Who Killed Manjit Panghali?
Mukhtiar Panghali, Manjit’s husband, was arrested in connection to his wife’s murder in January of 2007, within four months of her disappearance and death. The main reason for this action was surveillance footage that showed him buying a lighter and a newspaper the night Manjit went missing – at a time when he’d told the investigating officers that he’d been at home, alone. Furthermore, there was also the fact that he had used his wife’s cellphone after she was last seen alive, indicating that she had indeed safely made it back to the house she shared with him.
Of course, Mukhtiar’s questionable behavior of going out and getting drinks with his colleagues even though his wife had apparently not returned home the night before, and waiting for 26 hours to file an official complaint, didn’t help matters for him either. Then, there was Manjit’s diary, where, in the months before her passing, she detailed their fights, marriage troubles, her depression, and the fact that she thought her husband had a severe drinking problem. She’d even gone as far as to admit that she didn’t “want to bring another child in this chaos.”

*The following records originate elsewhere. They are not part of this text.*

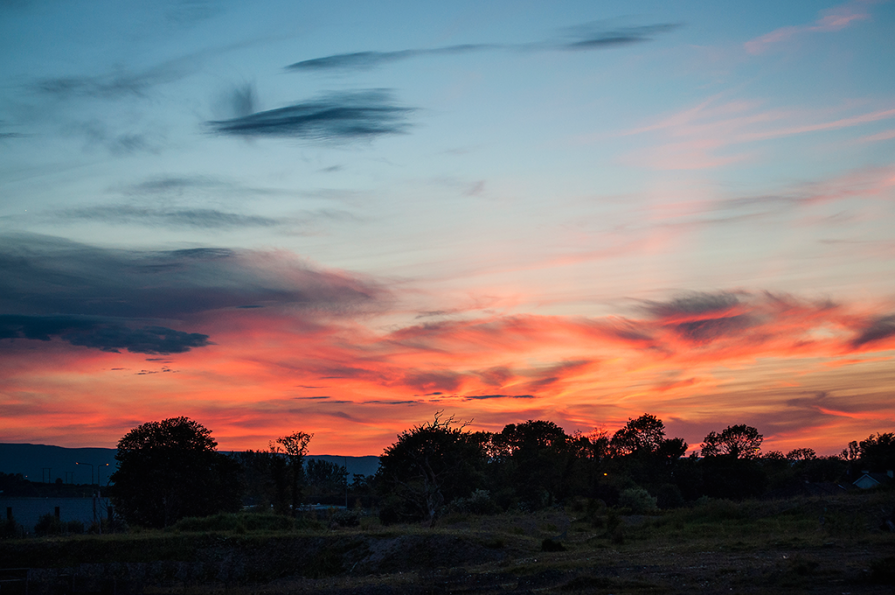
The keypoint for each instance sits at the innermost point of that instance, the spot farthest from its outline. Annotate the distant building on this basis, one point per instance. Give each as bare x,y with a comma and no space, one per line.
873,480
27,511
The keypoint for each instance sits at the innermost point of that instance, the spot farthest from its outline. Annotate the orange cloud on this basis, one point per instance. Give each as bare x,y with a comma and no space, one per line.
834,19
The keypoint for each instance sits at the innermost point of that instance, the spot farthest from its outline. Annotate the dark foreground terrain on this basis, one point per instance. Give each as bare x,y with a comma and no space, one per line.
833,545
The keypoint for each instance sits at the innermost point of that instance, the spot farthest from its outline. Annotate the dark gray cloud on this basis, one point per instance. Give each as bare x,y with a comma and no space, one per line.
198,218
484,397
342,116
439,380
589,37
703,317
122,83
105,334
593,38
368,60
709,329
875,330
693,304
125,299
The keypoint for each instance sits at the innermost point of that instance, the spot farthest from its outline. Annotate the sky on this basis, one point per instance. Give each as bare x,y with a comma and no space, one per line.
344,217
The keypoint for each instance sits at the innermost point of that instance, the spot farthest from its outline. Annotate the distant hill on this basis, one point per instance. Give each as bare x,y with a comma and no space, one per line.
40,462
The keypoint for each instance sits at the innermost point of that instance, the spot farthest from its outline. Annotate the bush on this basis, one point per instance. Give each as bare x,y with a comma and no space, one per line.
479,502
638,500
549,545
669,496
239,522
11,529
48,524
76,527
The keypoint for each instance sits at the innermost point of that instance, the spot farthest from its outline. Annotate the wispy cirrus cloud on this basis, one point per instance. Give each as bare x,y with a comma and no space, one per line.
833,19
171,217
103,333
583,38
716,133
338,116
123,299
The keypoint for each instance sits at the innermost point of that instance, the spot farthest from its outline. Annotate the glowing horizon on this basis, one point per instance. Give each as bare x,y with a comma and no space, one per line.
343,219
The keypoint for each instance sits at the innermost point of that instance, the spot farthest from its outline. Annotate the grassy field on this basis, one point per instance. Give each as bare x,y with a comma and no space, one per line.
832,545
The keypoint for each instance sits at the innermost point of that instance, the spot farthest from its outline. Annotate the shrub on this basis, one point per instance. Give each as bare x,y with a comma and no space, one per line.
549,545
48,524
239,522
346,518
11,529
479,502
669,496
76,527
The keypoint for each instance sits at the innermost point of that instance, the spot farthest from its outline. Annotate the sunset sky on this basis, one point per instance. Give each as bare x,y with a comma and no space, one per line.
343,217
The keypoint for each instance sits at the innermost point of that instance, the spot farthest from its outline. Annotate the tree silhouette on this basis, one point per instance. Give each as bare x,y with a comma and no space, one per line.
427,467
295,448
739,442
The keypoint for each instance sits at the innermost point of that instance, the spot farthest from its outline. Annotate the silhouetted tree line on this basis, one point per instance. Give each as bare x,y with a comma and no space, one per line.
438,466
171,469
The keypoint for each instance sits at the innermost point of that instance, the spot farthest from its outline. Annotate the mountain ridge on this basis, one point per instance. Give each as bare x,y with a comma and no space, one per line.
47,462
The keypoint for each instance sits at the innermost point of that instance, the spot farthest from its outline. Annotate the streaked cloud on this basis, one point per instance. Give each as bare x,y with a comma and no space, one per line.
583,38
105,334
198,218
340,116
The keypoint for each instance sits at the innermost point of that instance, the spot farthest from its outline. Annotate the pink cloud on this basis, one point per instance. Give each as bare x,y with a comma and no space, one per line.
834,19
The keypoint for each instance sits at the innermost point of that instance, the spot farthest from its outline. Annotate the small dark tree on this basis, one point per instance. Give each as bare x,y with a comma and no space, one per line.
429,465
878,452
641,451
294,447
739,442
643,435
536,459
170,469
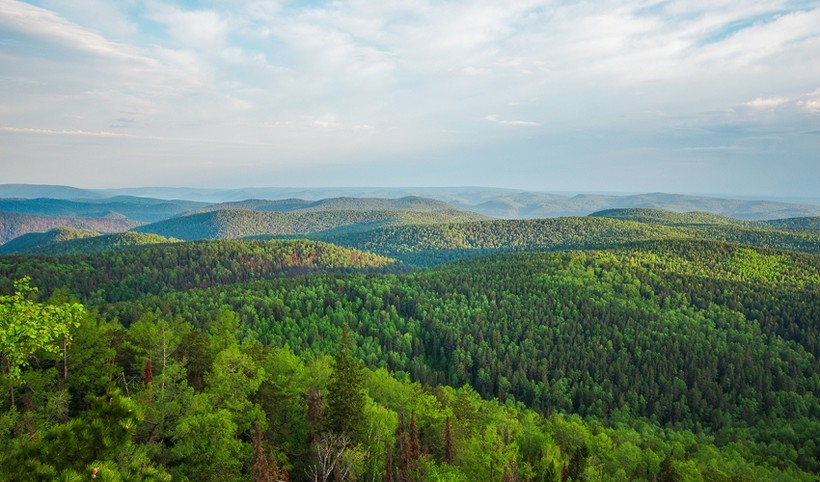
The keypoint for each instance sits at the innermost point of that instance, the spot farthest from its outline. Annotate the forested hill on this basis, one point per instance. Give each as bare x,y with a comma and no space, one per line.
809,225
132,273
134,208
696,335
671,218
86,244
32,241
234,224
407,203
433,244
13,225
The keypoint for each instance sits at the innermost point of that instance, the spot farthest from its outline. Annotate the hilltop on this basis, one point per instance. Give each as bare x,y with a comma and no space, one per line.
234,224
13,225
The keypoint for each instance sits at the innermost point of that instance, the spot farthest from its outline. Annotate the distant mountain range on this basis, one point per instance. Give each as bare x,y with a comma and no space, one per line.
13,225
494,202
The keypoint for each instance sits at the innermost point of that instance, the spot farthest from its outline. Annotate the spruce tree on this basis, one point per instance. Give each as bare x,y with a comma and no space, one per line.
345,397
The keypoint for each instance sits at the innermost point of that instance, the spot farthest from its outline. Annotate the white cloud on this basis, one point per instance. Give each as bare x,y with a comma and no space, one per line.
514,123
768,103
33,20
405,78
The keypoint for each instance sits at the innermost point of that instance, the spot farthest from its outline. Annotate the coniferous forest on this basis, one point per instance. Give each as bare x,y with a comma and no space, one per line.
634,345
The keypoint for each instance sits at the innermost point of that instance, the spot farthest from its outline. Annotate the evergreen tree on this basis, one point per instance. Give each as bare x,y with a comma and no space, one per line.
345,397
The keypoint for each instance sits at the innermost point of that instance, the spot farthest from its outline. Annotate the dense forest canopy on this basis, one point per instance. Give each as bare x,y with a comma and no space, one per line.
631,345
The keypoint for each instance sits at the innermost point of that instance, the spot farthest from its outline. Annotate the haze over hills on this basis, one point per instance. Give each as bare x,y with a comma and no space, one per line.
13,225
234,224
494,202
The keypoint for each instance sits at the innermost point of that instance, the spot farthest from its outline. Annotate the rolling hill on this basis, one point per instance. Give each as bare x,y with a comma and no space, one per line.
409,203
434,244
33,241
134,208
114,275
93,244
13,225
235,224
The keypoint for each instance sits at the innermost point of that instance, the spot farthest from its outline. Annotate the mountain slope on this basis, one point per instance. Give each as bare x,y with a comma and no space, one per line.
234,224
698,335
433,244
97,243
135,208
132,273
32,241
13,225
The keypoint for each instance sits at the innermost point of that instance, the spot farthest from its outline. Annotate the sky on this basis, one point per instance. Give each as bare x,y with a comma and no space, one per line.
689,96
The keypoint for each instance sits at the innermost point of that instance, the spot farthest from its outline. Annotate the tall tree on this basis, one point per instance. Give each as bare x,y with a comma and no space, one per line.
27,326
345,397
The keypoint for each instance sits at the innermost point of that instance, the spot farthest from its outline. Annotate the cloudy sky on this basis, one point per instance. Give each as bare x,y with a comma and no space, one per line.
693,96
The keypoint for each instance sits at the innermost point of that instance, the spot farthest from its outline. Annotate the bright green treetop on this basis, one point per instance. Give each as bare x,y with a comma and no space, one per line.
27,326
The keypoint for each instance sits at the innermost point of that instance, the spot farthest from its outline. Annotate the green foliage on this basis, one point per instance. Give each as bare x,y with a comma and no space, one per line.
426,245
128,274
13,225
235,224
685,333
33,241
27,326
345,396
658,358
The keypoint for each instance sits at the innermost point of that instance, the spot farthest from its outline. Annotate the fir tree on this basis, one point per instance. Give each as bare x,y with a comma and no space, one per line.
345,397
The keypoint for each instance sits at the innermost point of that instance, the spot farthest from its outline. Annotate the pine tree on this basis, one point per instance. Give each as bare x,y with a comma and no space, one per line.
345,397
449,454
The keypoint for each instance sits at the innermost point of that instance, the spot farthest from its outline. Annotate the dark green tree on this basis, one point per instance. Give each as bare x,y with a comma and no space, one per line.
345,394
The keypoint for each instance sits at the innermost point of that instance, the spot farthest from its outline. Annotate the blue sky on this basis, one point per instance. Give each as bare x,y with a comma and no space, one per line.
630,96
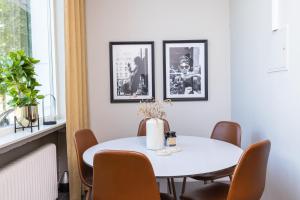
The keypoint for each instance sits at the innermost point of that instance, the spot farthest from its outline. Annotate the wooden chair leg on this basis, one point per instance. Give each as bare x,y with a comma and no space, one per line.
173,189
183,185
169,186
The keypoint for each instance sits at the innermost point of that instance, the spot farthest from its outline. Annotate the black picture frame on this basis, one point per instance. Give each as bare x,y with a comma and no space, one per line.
180,83
132,74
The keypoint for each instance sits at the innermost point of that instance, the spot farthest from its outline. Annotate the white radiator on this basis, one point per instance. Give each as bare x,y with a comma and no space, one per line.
32,177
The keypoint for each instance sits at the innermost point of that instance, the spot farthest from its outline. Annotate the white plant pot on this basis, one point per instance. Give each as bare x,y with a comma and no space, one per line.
155,134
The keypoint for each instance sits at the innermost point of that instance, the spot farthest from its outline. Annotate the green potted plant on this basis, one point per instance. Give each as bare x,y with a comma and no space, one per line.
19,82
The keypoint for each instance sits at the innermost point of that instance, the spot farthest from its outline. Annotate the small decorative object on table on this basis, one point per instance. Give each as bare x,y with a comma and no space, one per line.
170,139
153,111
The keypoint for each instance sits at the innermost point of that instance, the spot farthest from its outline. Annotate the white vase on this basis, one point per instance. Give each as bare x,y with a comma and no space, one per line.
155,134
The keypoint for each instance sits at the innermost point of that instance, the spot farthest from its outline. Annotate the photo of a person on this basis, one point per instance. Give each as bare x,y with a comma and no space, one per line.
132,71
185,70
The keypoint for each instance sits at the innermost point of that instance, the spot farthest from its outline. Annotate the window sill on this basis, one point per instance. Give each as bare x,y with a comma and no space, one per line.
12,140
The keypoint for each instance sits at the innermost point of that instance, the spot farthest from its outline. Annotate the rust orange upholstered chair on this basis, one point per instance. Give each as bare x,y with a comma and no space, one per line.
142,127
248,181
85,139
226,131
124,175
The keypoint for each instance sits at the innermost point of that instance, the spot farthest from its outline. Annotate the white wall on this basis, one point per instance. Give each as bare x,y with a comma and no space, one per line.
267,104
156,20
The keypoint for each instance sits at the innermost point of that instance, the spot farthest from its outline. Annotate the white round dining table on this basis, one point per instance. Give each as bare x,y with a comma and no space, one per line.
198,155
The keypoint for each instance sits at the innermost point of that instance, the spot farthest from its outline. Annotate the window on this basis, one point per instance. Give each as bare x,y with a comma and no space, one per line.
27,25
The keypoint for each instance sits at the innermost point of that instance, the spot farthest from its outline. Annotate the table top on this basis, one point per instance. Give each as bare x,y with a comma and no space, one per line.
198,155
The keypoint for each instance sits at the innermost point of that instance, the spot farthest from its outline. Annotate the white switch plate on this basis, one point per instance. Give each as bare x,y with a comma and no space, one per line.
279,50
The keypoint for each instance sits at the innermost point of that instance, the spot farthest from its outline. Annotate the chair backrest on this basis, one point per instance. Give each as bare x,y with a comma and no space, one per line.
142,127
123,175
83,140
249,177
227,131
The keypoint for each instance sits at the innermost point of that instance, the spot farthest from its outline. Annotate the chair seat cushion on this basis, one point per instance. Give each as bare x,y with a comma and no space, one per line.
214,191
215,175
164,196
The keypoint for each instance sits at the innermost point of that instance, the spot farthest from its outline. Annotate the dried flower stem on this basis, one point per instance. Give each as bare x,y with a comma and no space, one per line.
153,109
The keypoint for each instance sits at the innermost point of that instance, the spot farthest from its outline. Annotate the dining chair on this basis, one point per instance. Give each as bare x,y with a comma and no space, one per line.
248,181
142,127
83,140
228,132
124,175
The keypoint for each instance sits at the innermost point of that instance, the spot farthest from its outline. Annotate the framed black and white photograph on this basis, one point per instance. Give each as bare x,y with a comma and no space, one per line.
185,70
131,71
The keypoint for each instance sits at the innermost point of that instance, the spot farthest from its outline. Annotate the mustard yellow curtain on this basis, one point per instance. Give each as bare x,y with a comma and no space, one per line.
76,84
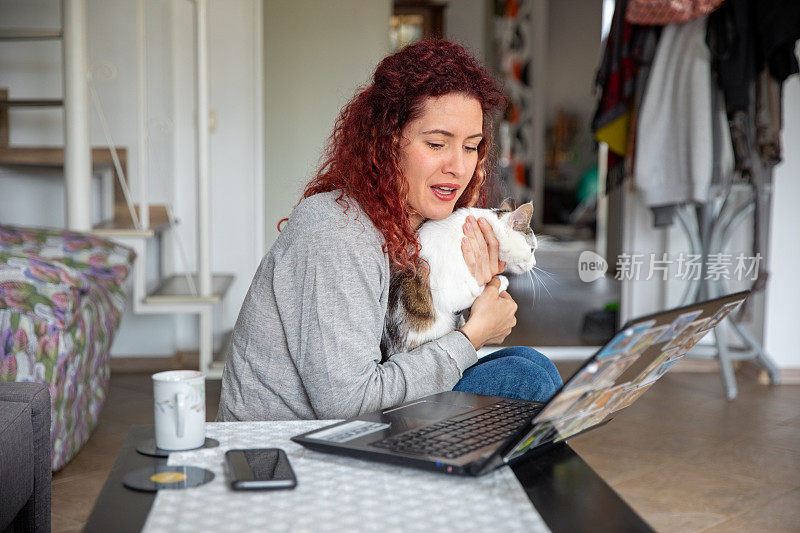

Although all this was just circumstantial evidence, Mukhtiar Panghali was officially charged with Manjit Panghali’s murder five months after her death. He subsequently stood trial for the same, and after having been found guilty of second-degree murder, was sentenced in March of 2011. During the sentencing, the judge cited a need to deter domestic violence for once and for all. After all, he said, Manjit was killed by her husband at a time when it had somehow been considered okay to violate the rights and opportunities of Indo-Canadian women.